ST. PAUL, Minn. — While some runners drew cheers for pushing through the conditions, the cancelation of the Twin Cities Marathon had a different meaning, depending on which business you talked to.
"Usually on race day we're fairly busy," said Erin Jensen, a server at The French Hen Cafe. "I would say it brings a lot of people from out of town. They're really excited about the race."
Employees at the French Hen Cafe said past marathons have brought in hundreds more people to their Cathedral Hill restaurant.
With the race getting canceled, those at the restaurant said they noticed some of their traditional crowd, but it's just not the same.
"Since that race was canceled we had far less traffic, far less people from out of town, and I think they decided to head home," Jensen said.
Just down Selby Avenue, employees at The Gnome Craft Pub said they saw no difference in business Sunday.
Kitty-corner of The Gnome is The High Hat, which opened just nine weeks ago. Since its their first marathon, they didn't know what to expect as far as crowds.
The High Hat's owner, Michael Noyes, anticipated the marathon would actually hurt business, due to Summit Avenue being closed for the race.
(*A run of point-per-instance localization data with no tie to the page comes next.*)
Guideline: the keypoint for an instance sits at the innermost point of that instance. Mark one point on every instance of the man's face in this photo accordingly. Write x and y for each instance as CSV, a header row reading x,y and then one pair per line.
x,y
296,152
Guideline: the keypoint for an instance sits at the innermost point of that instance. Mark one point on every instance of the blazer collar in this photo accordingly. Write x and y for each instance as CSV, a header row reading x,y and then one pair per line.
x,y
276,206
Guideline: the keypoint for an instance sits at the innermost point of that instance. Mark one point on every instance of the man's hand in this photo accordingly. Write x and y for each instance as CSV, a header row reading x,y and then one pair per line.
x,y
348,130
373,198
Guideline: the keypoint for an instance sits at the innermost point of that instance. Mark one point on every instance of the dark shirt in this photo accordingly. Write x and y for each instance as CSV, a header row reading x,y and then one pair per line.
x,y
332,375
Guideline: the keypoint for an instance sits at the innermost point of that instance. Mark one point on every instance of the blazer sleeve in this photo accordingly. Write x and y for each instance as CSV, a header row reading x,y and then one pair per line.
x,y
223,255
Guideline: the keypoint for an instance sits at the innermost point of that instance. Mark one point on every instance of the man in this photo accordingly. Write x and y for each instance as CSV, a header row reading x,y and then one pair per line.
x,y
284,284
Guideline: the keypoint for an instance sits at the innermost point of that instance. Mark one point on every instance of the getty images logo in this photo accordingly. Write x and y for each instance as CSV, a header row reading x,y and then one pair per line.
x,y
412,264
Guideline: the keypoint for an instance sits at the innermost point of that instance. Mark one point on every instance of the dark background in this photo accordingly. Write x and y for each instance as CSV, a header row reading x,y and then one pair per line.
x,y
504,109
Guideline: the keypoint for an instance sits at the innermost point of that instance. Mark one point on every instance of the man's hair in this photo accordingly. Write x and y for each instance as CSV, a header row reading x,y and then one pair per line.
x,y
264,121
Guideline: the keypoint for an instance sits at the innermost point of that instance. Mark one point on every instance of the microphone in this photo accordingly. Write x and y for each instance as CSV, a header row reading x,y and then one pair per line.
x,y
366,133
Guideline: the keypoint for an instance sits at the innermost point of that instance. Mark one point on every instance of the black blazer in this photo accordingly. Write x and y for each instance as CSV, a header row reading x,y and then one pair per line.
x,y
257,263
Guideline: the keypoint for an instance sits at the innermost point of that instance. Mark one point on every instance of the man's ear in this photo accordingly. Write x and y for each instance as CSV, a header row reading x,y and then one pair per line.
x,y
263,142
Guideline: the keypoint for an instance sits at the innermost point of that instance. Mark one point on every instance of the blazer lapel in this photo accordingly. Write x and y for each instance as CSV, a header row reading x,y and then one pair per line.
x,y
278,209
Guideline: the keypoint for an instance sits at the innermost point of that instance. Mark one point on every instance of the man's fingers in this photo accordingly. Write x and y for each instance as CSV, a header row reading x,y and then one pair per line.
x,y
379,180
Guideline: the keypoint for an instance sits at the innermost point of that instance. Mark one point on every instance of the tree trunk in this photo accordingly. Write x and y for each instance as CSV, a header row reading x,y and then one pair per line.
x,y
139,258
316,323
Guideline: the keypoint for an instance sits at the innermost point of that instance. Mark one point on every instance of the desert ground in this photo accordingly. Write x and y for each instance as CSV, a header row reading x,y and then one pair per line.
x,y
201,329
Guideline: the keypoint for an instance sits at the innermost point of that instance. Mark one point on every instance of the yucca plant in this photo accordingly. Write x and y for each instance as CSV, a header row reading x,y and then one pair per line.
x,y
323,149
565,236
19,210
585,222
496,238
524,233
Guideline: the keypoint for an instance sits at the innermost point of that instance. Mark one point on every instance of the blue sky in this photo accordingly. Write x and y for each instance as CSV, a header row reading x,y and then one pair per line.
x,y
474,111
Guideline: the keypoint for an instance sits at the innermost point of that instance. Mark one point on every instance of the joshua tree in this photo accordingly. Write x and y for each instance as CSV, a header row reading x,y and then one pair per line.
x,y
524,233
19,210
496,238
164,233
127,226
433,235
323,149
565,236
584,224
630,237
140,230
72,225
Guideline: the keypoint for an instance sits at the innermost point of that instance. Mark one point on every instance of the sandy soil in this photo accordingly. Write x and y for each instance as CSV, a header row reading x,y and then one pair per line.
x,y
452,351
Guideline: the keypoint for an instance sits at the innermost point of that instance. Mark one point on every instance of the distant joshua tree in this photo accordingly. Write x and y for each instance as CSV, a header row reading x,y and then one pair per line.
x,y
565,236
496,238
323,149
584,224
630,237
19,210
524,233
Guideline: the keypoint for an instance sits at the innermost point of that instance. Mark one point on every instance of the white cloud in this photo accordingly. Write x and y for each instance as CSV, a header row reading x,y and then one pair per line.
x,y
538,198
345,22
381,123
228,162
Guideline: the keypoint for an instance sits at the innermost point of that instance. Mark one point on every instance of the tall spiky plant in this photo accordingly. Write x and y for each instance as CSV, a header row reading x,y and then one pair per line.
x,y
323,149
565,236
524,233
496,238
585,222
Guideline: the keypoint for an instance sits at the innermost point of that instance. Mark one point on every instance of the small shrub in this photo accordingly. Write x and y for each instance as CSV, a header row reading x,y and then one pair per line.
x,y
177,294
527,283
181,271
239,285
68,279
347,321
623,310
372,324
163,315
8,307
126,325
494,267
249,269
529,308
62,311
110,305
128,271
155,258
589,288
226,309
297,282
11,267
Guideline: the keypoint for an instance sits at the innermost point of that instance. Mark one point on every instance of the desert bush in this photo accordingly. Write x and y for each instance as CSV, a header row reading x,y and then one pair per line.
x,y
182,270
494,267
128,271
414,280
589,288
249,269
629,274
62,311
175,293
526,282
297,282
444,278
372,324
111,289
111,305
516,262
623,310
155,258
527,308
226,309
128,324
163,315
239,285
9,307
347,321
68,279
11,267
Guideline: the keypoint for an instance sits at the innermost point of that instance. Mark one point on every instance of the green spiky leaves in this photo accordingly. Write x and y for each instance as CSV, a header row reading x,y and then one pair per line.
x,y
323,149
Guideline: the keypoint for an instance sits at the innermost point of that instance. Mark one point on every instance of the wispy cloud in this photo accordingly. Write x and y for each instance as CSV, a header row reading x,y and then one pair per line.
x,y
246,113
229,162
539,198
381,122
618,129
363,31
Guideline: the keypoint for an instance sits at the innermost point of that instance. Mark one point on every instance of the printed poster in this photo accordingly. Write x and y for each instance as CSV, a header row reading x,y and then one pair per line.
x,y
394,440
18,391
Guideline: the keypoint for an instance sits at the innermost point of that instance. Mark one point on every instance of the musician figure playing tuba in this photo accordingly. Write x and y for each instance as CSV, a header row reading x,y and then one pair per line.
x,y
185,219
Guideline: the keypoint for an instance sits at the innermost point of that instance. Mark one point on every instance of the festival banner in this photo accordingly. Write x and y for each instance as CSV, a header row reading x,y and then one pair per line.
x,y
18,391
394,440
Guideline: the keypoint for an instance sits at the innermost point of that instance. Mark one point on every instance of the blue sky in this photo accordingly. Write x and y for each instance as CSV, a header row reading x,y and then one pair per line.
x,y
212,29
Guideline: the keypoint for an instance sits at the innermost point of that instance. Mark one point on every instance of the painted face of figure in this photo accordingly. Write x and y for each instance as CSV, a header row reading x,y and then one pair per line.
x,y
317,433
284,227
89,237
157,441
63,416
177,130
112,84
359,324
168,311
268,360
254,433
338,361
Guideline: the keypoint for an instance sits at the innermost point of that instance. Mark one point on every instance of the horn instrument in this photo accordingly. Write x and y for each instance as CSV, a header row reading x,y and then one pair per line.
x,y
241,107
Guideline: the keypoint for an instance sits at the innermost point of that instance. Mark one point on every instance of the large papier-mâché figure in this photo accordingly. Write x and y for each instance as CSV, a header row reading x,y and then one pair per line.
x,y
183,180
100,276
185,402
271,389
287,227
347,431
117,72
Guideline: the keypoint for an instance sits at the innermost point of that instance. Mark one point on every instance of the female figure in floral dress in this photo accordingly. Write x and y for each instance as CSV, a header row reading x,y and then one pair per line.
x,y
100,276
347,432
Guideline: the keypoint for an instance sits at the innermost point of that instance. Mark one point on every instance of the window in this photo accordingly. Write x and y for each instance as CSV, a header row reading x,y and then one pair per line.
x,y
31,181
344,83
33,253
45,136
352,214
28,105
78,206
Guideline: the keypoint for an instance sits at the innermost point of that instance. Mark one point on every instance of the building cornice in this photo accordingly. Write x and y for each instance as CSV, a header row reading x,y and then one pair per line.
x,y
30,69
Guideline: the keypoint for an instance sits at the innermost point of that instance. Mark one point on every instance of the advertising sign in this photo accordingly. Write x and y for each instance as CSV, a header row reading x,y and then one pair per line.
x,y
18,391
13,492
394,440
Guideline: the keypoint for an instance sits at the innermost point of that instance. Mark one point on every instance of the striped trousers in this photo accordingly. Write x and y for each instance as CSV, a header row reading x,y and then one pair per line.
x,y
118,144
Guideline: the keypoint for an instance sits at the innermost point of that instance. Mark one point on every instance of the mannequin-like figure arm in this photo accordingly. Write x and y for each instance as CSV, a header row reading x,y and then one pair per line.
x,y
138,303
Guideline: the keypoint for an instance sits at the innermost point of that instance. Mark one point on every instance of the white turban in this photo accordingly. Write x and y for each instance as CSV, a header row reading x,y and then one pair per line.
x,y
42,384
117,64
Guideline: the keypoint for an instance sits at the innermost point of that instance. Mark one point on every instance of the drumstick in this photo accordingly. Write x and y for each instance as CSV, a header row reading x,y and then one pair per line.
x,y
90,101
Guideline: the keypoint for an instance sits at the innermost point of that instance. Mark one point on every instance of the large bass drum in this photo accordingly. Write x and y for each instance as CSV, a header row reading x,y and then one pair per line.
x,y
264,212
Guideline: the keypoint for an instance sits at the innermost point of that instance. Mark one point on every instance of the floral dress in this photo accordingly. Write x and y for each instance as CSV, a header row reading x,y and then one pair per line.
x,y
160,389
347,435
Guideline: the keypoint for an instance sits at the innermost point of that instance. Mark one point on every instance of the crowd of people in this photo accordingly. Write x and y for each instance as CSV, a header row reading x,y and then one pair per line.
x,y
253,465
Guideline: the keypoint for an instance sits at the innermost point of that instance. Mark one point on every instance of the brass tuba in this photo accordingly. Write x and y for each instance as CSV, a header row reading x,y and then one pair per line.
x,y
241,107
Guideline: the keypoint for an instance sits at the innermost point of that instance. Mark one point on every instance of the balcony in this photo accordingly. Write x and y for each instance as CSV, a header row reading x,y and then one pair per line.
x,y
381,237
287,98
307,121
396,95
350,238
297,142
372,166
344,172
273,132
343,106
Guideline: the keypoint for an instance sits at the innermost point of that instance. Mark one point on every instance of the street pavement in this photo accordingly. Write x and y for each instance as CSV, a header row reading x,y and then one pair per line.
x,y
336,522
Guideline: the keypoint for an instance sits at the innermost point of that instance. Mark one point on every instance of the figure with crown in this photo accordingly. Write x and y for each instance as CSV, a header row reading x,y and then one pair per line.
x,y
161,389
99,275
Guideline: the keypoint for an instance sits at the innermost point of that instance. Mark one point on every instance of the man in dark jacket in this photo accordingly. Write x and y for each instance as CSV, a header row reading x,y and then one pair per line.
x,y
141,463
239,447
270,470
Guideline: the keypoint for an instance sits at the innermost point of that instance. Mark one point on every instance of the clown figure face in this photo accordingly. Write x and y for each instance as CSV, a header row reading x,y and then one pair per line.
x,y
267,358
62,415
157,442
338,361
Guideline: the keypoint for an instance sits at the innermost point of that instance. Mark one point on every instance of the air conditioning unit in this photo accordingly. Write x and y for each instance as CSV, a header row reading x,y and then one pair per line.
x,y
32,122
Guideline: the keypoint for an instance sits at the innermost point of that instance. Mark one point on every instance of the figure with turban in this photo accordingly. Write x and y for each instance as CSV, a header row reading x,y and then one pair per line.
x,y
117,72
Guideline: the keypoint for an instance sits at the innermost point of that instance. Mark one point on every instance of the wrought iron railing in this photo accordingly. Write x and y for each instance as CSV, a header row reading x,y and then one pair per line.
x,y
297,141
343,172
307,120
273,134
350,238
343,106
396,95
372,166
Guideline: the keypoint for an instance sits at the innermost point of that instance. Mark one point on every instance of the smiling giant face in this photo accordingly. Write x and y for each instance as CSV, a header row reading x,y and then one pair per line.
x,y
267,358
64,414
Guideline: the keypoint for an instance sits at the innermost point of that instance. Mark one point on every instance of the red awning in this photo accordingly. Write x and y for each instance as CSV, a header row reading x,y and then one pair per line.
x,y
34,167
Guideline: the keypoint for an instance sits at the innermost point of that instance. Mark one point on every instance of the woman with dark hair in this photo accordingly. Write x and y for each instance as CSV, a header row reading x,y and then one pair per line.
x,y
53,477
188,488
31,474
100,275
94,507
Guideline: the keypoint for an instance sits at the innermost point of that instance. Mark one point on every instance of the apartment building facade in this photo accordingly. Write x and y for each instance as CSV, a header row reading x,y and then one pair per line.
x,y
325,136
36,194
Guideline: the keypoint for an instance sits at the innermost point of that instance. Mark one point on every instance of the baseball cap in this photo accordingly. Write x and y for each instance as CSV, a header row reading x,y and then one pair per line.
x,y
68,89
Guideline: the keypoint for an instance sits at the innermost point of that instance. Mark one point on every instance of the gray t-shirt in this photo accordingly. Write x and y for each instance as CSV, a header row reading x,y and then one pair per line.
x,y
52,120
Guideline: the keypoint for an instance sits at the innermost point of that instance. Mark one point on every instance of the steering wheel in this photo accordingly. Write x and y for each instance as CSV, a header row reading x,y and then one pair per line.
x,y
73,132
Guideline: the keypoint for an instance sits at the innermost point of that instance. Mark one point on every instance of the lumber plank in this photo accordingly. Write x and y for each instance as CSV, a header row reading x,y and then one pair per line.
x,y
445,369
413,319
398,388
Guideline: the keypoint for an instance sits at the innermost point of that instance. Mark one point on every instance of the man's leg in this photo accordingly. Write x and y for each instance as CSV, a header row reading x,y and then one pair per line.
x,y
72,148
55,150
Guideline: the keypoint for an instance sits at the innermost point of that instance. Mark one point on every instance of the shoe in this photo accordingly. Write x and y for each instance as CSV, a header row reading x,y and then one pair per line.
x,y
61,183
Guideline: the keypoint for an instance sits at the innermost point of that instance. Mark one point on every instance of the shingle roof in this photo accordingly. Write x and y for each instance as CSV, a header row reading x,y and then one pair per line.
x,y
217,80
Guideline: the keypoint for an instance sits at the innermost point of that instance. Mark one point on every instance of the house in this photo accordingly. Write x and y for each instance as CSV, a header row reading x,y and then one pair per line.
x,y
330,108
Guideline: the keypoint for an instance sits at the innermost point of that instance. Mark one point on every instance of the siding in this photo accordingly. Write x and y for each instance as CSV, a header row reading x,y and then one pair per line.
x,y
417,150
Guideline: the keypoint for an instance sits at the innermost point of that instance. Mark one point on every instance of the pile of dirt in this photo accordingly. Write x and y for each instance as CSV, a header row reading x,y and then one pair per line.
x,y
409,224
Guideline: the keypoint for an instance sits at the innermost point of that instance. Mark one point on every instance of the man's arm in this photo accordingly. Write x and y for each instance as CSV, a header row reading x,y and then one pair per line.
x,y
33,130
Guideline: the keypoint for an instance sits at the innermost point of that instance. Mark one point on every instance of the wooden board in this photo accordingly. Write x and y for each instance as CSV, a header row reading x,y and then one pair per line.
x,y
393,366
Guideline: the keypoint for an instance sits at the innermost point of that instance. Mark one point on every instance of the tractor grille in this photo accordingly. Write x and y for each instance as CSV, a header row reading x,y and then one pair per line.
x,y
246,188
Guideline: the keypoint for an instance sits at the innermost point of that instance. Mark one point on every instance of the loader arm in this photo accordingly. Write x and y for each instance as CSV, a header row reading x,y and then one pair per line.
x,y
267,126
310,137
"With the road opening up, we actually were busier I think than we expected," Noyes said. "It meant that early in the morning we were a little short-staffed because we projected less business than we got, and we got hit right away, so it ended up being a pretty busy day for us, and I think it was because Summit was opened up."
Meanwhile, along Snelling Avenue, fans are just hoping it's a little more temperate next year.
"It's a beautiful day, just might be a little too hot to run a marathon [laughs]!" Jensen said.